Pascoe-Watson has been keeping an eye on Balls, reporting that Balls now accepted that ministers failed to spot the dangers involved in the enormous risks taken by banks during the economic boom. He is a strong supporter of Osborne, and has never acknowledged even vaguely remotely why Cameron’s policy is reckless and what the rationale for Balls’ policy is.
Benedict Brogan
Benedict Brogan is now the Deputy Editor of The Daily Telegraph and is described as “one of Westminster’s keenest observers”; his range of analysis across a number of diverse political areas is indeed remarkable. Brogan has appeared to have been fair in reporting Balls’ assessment of the economy. For example, one story in 2009 provided that:
Crisis is worst for 100 years, says Balls
Brogan wrote at that time:
Ed Balls, the Children’s Secretary, who was Mr Brown’s chief economic adviser for a decade, said: ‘The economy is going to define our politics in Britain in the next year, the next five years, the next ten and even the next 15 years.
‘These are seismic events that are going to change the political landscape. This is a financial crisis more extreme and more serious than that of the 1930s and we all remember how the politics of that era were shaped by the economy. We now are seeing the realities of globalisation, though at a speed, pace and ferocity which none of us have seen before. The reality is that this is becoming the most serious global recession for, I’m sure, over 100 years as it will turn out.’

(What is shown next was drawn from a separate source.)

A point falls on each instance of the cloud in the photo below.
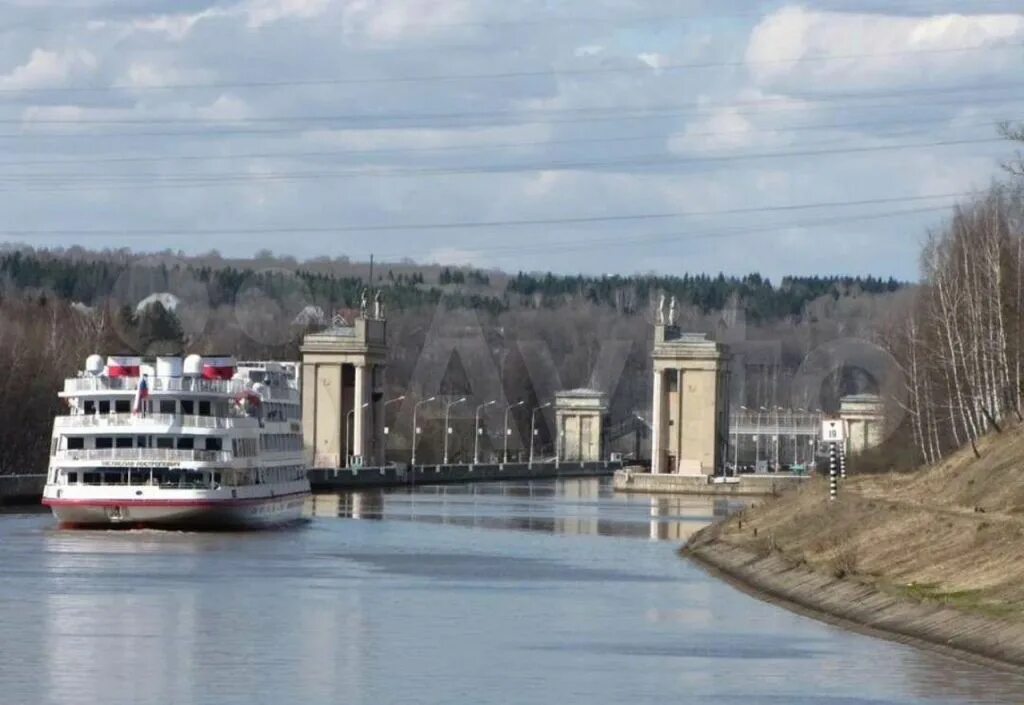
(261, 12)
(49, 69)
(871, 51)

On the relationship between Ed Balls and Ed Miliband, Brogan himself conceded that on September 26th 2010:
Politically, it would be easier for Ed M to reward Ed B. Their outlook is similar and it would be an ideologically more stable arrangement
Ian Birrell
Ian Birrell is a former deputy editor of the Independent and worked as a speechwriter for David Cameron during the 2010 election campaign. His pugnacious approach is exemplified here, in this remark from 21 August 2009:
Later, I wrote an article for a weekly journal that ended with a challenge to the then Chancellor, Gordon Brown. As I entered the dining room, Mr Brown gave me a wolfish smile and ushered me to sit down between him and Ed Balls, before the pair took me to task for the next half hour. Both seemed unabashed statists when it came to health, who saw more money as the answer to all problems and had little sympathy for the idea of introducing competitive or patient-led elements.

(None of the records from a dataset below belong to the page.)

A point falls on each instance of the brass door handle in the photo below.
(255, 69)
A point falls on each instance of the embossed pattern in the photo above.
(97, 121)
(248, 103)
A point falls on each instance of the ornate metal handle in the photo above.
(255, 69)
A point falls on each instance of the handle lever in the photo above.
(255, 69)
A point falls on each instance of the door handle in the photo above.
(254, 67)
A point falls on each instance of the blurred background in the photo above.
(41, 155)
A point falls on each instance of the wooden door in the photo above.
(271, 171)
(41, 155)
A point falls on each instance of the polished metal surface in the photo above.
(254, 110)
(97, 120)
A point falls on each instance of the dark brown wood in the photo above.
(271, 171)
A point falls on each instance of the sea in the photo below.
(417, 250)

If Cameron wishes to have a robust defence of marketisation, and portray the State as ‘evil and bulky’, Birrell is perhaps his man. If he wants to counter the arguments that Balls will produce as to why the current Tory policy may produce worsening GDP, increasing unemployment and a decreased level of growth, Birrell (and indeed George Pascoe-Watson) may not be suitable. The economy and the NHS are going to be defining issues for Miliband, Balls and Baldwin in the next few years, arguably.